While we've done some simple within-sample transcript level comparisons using Salmon TPM values we would like to do some between-sample comparisons to assess levels of particular transcripts across the cell line samples.
Ordinarily I'd be bringing these into R and computing TMM and looking at the normalised CPM values. However, given this is effectively a subset of the transcriptome I was wondering if this method is still appropriate in this context and if there was anything I need to keep in mind when computing TMM on transcript level counts?

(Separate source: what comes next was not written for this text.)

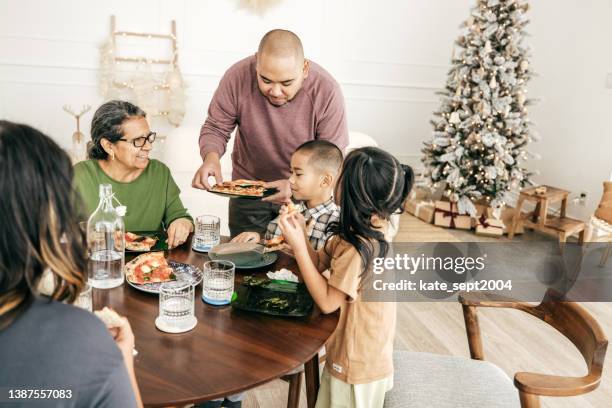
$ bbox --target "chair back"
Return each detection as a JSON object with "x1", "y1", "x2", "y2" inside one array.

You need to run the TMM calculation on a set of genes that you are confident with that they are non DE. After all the edgeR procedure is a two-step process. First you normalize by total library size and then you correct this with the TMM factors. This is all done internally, e.g. when running calcNormFactors() and then cpm(). The total library part is the same be it targeted or full transcriptome, but the TMM part should be based on non-DE genes. In a full transcriptome setting TMM tries to automatically find these genes by trimming away genes with extreme M values, and it is good at doing that as long as you do not have extreme shifts in your data and a good portion of non-DE genes. In targeted approaches that is not guaranteed. Are these any controls in there that you can run it on? Technically you would run calcNormFactors() on the count matrix containing only control genes and then feed the factors back to the full DGEList object. Do you have such controls? You can also just run it on the whole thing and then make an MA-plot, checking if individual genes that are supposed to be non-DE center somewhat at y=0.
I see. Thank you. That makes a lot of sense. This experiment is really just a look-see at the expression of a bunch of transcripts across a bunch of cell lines. There aren't any control transcripts in there that we are are confident won't change across cell-lines. However, we have some ERCCs in the mix so providing they have behaved themselves (they haven't been in other runs so we haven't looked at them yet for this one) we could use them as the non DE "genes". I might take the MA-plot route too though and see what we have. Thanks again for your time. It is very much appreciated and including control genes in the next run will be a must. Cheers
I see. Thank you. That makes a lot of sense. This experiment is really just a look-see at the expression of a bunch of transcripts across a bunch of cell lines. There aren't any control transcripts in there that we are are confident won't change across cell-lines. However, we have some ERCCs in the mix so providing they have behaved themselves (they haven't been in other runs so we haven't looked at them yet for this one) we could use them as the non DE "genes". I might take the MA-plot route too though and see what we have. Thanks again for your time. It is very much appreciated and including control genes in the next run will be a must. Cheers
....also how can I accept your comment as an answer? Thank you.
moved to answer, glad it helped you.